One staff member, Jeffrey Leafer, pushed back on the tone of the thread, stating:
“Hateful rhetoric about a deceased individual (for example, referring to them as a Nazi as Benjamin did) because you disagree with their beliefs is NOT APPROPRIATE for faculty mass email… especially when it is in response to supporting our student body.”
Leafer added that the college’s message “was in support of our students and their personal safety” and said professors were using the moment to “spew their political agenda.”
Why This Matters
This isn’t just a debate over free speech. These emails show how some professors at a private college used official communication channels to rationalize and even celebrate the assassination of a conservative public figure—crossing a line from political disagreement into the normalization of political violence.
Charlie Kirk, founder of Turning Point USA, was shot and killed at a Utah university event earlier this month—a killing that was livestreamed online to millions and reignited national debate over ideological violence and campus speech.

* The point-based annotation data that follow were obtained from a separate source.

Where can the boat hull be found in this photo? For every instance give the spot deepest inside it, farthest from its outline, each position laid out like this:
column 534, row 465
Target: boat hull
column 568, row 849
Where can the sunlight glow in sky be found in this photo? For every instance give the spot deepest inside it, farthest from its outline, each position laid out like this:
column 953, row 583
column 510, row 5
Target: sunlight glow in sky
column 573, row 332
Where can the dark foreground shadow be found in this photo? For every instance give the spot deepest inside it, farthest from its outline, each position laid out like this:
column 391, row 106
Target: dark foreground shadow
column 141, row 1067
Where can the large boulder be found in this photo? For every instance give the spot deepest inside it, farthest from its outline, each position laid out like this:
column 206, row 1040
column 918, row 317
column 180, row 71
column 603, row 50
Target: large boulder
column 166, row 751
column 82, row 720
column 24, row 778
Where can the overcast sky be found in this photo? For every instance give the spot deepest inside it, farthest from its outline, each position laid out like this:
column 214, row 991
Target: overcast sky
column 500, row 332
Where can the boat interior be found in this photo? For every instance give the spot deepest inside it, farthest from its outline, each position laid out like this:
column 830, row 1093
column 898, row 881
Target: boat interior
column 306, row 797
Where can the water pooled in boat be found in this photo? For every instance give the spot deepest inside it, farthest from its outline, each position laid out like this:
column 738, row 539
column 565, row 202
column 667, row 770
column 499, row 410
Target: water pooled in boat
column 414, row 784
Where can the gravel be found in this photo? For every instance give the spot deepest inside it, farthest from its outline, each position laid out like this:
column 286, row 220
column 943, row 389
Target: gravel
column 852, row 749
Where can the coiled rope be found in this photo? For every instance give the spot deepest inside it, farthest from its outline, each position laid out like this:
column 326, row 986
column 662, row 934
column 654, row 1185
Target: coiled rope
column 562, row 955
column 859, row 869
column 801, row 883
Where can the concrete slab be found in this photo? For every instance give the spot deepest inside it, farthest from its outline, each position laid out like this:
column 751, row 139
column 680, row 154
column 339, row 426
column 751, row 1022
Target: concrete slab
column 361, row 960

By lowering its flags and offering support to students after Kirk’s assassination, Curry College sparked backlash—not from conservative critics, but from within its own faculty. Professors used internal channels to equate Kirk with Nazis, argue he “approved” of his own murder, and frame his death as less deserving of recognition than others.
At O’Keefe Media Group, we shine a light on what people behind the scenes are saying—not what they tell cameras. This story is about more than Curry College. It’s about exposing the mindset of educators entrusted with shaping the next generation, and about drawing a bright line against the normalization of political violence.